Today, Samsung announced that its new HBM2-based memory has an integrated AI processor that can push out (up to) 1.2 TFLOPS of embedded computing power, allowing the memory chip itself to perform operations that are usually reserved for CPUs, GPUs, ASICs, or FPGAs.
The new HBM-PIM (processing-in-memory) chips inject an AI engine inside each memory bank, thus offloading processing operations to the HBM itself. The new class of memory is designed to alleviate the burden of moving data between memory and processors, which is often more expensive in terms of power consumption and time than the actual compute operations.

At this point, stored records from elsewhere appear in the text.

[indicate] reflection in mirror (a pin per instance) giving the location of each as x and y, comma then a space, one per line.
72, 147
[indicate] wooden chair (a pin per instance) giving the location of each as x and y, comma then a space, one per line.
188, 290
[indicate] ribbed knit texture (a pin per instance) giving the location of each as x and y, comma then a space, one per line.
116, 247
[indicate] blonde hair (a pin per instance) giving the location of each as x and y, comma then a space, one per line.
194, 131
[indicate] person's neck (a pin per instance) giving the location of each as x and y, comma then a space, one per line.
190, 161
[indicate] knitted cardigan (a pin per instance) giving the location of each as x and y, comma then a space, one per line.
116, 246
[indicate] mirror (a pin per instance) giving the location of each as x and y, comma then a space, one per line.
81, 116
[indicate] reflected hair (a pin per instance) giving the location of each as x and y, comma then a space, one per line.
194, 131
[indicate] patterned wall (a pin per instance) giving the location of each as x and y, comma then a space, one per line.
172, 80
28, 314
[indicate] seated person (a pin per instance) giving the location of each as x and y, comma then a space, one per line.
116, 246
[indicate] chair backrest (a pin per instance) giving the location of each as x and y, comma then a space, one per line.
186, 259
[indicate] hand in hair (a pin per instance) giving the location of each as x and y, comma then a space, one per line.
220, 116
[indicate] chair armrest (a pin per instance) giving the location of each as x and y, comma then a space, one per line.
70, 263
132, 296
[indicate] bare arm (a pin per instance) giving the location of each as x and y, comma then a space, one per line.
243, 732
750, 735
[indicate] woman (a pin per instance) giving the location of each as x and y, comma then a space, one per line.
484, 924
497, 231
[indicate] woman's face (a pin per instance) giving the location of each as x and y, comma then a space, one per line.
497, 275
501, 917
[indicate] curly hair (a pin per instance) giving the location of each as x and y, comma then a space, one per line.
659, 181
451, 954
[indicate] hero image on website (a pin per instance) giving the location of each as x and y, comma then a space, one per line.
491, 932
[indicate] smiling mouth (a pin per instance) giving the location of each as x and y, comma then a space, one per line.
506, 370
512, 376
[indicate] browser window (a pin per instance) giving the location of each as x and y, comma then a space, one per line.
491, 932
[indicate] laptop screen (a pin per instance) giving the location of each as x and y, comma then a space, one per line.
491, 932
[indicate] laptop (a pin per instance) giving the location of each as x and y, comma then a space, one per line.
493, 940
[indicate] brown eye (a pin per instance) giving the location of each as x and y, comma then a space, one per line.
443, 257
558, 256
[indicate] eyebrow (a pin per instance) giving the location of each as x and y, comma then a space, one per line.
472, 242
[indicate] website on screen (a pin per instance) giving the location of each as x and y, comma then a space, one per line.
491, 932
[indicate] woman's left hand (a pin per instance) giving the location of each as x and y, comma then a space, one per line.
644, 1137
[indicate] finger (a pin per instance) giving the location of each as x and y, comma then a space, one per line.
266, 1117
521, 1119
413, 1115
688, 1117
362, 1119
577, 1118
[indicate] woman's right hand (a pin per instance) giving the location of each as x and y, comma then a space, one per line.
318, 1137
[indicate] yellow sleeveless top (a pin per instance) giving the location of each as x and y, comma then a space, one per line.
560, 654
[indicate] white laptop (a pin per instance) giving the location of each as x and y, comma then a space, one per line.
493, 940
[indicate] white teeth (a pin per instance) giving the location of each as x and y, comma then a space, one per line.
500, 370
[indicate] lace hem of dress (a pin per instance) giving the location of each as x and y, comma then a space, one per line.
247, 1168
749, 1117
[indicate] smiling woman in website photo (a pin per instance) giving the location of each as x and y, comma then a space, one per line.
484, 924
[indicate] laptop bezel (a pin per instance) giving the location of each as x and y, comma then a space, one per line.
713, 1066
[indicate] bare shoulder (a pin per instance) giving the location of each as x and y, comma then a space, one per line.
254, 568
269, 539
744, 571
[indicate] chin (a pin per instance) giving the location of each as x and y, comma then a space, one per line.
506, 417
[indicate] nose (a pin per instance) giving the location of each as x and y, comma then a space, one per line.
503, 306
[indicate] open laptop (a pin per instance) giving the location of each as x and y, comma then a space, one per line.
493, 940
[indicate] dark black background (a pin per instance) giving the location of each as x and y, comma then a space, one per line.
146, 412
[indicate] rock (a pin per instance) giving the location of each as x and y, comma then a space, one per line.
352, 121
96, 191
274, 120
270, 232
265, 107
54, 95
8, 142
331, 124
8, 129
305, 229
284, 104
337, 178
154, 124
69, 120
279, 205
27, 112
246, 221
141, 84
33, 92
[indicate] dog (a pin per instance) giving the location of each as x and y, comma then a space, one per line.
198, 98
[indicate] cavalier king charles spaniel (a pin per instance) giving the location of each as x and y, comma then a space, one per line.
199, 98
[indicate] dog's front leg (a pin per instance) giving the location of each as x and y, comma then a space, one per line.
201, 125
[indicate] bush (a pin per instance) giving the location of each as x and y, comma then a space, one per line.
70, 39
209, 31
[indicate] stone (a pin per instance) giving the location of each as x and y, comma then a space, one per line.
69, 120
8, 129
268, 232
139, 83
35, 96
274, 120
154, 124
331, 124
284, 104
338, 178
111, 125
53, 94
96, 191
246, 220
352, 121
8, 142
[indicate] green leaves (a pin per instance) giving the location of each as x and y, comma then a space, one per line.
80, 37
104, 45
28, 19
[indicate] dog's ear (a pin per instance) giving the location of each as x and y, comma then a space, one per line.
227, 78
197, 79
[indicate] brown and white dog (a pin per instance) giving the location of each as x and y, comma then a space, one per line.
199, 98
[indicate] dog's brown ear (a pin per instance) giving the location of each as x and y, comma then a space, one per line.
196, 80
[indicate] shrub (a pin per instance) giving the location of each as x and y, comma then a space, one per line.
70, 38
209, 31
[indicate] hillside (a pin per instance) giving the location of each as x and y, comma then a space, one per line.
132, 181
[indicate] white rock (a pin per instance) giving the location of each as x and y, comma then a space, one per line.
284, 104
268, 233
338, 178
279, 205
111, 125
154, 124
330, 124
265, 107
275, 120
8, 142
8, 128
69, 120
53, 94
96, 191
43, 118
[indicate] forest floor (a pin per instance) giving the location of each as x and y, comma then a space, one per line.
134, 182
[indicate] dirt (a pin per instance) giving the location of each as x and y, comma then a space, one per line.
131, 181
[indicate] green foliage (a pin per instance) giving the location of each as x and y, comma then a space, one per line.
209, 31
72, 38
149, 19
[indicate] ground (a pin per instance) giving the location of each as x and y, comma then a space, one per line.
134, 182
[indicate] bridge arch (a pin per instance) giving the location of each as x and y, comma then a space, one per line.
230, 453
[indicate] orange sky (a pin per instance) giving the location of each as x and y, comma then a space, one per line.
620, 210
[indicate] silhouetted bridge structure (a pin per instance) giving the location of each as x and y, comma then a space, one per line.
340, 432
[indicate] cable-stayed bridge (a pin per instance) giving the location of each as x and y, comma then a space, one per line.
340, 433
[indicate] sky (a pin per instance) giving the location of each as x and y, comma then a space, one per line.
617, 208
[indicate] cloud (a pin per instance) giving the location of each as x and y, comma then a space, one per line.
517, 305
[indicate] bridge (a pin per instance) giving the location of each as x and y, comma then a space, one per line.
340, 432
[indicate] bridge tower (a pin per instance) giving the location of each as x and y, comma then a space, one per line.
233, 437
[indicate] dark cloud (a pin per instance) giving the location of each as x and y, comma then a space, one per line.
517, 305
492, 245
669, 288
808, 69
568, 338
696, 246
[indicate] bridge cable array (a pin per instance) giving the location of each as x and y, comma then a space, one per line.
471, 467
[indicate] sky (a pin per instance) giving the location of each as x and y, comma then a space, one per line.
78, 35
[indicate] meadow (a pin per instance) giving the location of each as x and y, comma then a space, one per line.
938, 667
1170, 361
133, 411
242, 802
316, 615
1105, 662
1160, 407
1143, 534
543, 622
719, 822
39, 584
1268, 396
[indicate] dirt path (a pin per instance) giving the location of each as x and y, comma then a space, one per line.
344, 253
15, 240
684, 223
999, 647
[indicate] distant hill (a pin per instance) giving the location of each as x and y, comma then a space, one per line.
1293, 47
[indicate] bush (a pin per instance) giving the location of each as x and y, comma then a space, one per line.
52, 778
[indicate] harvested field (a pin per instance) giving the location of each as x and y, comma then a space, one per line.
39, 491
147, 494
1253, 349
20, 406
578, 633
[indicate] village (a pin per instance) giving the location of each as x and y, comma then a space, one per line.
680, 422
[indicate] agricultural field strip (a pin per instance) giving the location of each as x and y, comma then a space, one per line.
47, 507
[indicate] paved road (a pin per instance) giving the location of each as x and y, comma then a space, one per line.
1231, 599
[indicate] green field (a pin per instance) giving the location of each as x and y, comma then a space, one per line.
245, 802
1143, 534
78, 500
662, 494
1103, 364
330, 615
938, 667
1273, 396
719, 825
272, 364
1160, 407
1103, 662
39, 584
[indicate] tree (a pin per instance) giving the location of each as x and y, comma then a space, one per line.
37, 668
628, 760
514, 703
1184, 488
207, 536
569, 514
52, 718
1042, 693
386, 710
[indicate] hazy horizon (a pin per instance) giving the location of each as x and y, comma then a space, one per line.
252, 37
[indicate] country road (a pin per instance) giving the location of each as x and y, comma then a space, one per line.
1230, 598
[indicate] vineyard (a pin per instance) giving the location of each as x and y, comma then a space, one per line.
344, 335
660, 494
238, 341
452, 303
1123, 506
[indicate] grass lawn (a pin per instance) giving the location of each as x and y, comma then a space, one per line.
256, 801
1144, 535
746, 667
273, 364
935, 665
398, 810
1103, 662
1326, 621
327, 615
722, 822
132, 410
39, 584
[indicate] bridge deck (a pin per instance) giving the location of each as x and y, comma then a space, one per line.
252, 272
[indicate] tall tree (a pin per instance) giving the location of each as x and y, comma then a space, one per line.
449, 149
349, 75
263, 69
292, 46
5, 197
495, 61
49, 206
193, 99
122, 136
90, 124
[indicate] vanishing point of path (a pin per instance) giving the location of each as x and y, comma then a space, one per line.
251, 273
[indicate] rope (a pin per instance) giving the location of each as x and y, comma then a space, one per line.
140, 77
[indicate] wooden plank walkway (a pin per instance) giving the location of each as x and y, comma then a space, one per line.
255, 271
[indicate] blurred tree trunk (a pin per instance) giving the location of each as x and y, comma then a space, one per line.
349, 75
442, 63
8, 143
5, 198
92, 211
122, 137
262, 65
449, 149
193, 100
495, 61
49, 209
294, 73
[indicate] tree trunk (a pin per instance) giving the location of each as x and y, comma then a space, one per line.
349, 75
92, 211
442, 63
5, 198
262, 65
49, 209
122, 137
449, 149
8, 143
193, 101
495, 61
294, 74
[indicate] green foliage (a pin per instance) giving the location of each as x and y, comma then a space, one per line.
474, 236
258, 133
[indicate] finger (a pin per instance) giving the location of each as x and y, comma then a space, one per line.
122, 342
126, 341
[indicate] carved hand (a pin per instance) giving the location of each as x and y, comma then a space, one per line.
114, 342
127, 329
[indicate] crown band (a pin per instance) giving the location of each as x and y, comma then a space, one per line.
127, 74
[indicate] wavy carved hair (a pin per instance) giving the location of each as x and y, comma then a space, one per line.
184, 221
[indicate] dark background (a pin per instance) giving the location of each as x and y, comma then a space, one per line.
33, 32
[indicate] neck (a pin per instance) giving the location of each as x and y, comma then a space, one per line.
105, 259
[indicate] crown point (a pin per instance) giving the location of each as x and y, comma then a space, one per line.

Samsung says that, when applied to its existing HBM2 Aquabolt memory, the tech can deliver twice the system performance while reducing energy consumption by more than 70%. The company also claims that the new memory doesn't require any software or hardware changes (including to the memory controllers), thus enabling a faster time to market for early adopters.
Samsung says the memory is already under trials in AI accelerators with leading AI solutions providers. The company expects all validations to be completed in the first half of this year, marking a speedy path to market.
Inside Samsung's HBM-PIM Memory
Samsung presented the finer details of its new memory architecture during the International Solid-State Circuits Virtual Conference (ISSCC) this week.
As you can see in the slides above, each memory bank has an embedded Programmable Computing Unit (PCU) that runs at 300 MHz, for a total of 32 PCUs per die. These units are controlled via conventional memory commands from the host to enable in-DRAM processing, and they can execute various FP16 computations. The memory can also operate in either standard mode, meaning it operates as normal HBM2, or in FIM mode for in-memory data processing.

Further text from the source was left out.